Back in Hawaii, where she lives and works, anthropologist Dinah Pelerin buys a stylish pea jacket with chichi red buttons to keep her comfy when she accompanies Senator Norris Frye on a diplomatic mission to a tiny settlement within shouting distance of the North Pole. They plan to deposit hapai banana shoots in the Svalbard Seed Vault, which would ensure the preservation of sustenance should the planet come under attack from disease, warriors or aliens. Joining them on their jaunt to the permafrost are Senator Colt Sheridan and his Norwegian-born wife, Erika; Senator Whitney Keyes; various flunkies and gofers; and Jake Mahler, CEO of Tillcorp, a generous contributor to Sheridan’s presidential campaign bid, who travels with personal bodyguards and his attorney, Valerie Ives.
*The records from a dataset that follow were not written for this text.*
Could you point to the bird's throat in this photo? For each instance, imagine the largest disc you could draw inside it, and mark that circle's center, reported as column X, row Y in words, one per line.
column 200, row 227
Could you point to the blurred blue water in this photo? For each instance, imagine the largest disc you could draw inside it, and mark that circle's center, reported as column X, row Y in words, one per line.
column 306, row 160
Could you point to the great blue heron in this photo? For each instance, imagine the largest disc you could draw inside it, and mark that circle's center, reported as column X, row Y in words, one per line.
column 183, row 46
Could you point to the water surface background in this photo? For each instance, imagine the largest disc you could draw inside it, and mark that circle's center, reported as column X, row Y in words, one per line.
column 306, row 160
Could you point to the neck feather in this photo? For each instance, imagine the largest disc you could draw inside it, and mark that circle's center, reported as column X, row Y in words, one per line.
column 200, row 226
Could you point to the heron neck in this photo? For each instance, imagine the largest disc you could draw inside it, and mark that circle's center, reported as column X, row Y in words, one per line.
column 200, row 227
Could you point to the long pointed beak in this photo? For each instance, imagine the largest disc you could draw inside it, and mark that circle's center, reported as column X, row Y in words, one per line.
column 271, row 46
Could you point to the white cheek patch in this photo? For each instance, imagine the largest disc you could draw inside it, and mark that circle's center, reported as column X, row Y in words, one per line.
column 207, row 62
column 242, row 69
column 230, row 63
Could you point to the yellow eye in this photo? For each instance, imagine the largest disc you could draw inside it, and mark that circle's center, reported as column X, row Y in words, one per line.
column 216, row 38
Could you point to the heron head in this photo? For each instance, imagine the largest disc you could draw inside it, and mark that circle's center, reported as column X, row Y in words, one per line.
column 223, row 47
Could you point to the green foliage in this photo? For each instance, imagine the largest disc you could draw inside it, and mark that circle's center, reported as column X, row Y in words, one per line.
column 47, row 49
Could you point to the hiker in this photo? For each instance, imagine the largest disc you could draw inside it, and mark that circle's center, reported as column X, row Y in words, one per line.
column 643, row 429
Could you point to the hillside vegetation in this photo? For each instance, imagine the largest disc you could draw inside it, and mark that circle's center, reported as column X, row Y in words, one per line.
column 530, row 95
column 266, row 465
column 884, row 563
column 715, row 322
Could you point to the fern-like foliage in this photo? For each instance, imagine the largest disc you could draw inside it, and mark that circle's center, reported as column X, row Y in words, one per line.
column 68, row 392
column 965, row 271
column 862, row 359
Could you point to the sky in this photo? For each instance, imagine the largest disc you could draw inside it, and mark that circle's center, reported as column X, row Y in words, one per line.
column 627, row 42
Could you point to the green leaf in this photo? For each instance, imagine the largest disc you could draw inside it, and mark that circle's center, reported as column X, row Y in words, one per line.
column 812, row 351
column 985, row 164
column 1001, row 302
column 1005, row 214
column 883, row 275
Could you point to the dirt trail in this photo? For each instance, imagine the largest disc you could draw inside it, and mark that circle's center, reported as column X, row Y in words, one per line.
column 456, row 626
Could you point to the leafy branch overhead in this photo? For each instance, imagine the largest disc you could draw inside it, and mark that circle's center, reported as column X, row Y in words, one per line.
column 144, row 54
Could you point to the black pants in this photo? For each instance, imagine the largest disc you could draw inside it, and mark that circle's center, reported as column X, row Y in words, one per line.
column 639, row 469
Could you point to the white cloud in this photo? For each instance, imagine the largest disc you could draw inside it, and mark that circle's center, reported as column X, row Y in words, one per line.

The Minister of Agriculture who greets them at the far-north airport is maimed by a laser; a protestor who rants about gene modification is silenced with a carving knife in a back alley. Dinah, borrowing a warmer coat from Erika, is shot at, perhaps by mistake, perhaps for snooping too diligently into her traveling companions’ pasts, which include alcoholism, hallucinations, an unacknowledged birth and an African famine someone inflicted on Myzandia by tinkering with genes. When Valerie is killed in a sauna, DI Thor Ramberg, trying to solve his first cases of homicide, seems baffled. Everybody’s freezing except for Erika, who steps out for a brisk walk and disappears. Despite a kiss hot enough to thaw the permafrost, the detective suspects Dinah of skullduggery, but she warms his heart by solving the mystery.
A tepid case that heats up only when Matthews (Bet Your Bones, 2011, etc.) delves into Norse myths.